Saturday, February 21, 2009

Saying goodbye...

Well, it's public now. So public, in fact, that it made one of the top stories in the JTA's daily briefing on Wednesday: "Jewcy's Funding Dries Up."

I wasn't ready to say goodbye so quickly. I never got to meet Michael's dog, Kingsley, or beat Craig at ping pong, and Faustine never got a chance to help me with my French. I'll miss Todd's intensity and the way Lilit never failed to find at least one hilarious photo, link, or story per day. I'll also miss Tara's comfortable stylishness and Hayley's daily soba runs, even though I never got a chance to figure out what the hype was all about. I'll even miss the way the office echoed when my heels clomped on the concrete floors or Tive assaulted his keyboard for indiscretions of its past.

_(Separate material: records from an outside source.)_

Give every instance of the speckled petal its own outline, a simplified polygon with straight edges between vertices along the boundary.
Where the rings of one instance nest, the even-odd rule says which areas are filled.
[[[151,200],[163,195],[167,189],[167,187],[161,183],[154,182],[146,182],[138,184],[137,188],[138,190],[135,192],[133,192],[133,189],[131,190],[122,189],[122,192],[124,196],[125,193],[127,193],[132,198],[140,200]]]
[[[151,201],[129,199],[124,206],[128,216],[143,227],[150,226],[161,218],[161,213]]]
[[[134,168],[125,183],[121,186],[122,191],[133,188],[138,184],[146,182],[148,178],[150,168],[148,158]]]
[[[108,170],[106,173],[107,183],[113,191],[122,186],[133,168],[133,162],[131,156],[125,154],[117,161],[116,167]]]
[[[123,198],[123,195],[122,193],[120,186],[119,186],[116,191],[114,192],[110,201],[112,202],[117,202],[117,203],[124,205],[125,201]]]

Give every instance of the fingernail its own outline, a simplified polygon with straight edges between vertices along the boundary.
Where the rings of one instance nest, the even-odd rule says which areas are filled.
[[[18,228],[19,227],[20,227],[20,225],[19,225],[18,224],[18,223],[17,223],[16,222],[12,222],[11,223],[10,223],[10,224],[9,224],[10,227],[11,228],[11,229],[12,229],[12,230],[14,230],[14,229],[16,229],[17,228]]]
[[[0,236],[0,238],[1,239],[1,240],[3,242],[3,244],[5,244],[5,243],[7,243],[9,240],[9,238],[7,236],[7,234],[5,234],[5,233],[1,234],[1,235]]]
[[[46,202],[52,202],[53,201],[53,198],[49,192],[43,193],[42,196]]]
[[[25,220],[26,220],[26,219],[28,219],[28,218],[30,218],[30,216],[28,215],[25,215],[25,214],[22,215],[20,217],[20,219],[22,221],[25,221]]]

Farewell, 45 Main Street, Suite 613 [like the mitzvot]. I'll miss you.

Monday, February 16, 2009

Relationship, Unraveled.

Relationship is defined by Oxford American Dictionary as "the way in which two or more concepts, objects, or people are connected, or the state of being connected." Relationship as defined by Americans by and large, however, generally refers to an intimate relationship between significant others, romantic and/or physical in some capacity. Which makes it really difficult to have a conversation about "the way in which two or more people are connected," given that people automatically assume you're talking about romance. Which, I might add, is the very last of the listed definitions: "an emotional and sexual association between two people."

Everybody has a "relationship" with everybody else that they've ever encountered. I even have a fickle relationship with the door to any room that houses an Observer meeting, since we always seem to find rooms with doorknobs that won't turn. It's a relationship between me, a person (or so I should hope), and an object.

But that, of course, is not my point. My point is why try to define a relationship? We are all in relationships with one another, in some capacity. I realize we live in the era of Facebook where it's become very important to publicize that a person is "in a relationship with [insert link to profile here.]" I even remember the days of MySpace where finding this information required actually visiting a person's profile, since it didn't come up in your news feed. And there's nothing like the epic middle school breakups, where one party was only made aware by seeing an "in a relationship" status turn to "single."

I'm not trying to promote any kind of non-traditional lifestyle choices. All I'm saying is that there's no reason to force something into a narrow definition when it's not ready to be there. Two people who are romantically involved in some capacity have a relationship of some sort from the moment they meet. They are in a relationship when the situation is, in some way, mutually beneficial and two-sided. But to wake up one morning and decide that you must assign some kind of societal rules to your interactions with another person, for the sake of being able to call it something, is utterly silly. So much so, in fact, that I felt it entirely appropriate to use a word as ridiculous as silly.

There is so much in life that's already complicated, difficult, and generally upsetting. There's no reason to make excess trouble out of something that's supposed to add positive qualities to your life. I can't say I ever thought I'd be the one to dissuade another from over-thinking things, but there's a first time for everything: enjoy the present and appreciate what you do have, because otherwise the future will come and you may have nothing left, the fault of over-analysis and pigeonholing.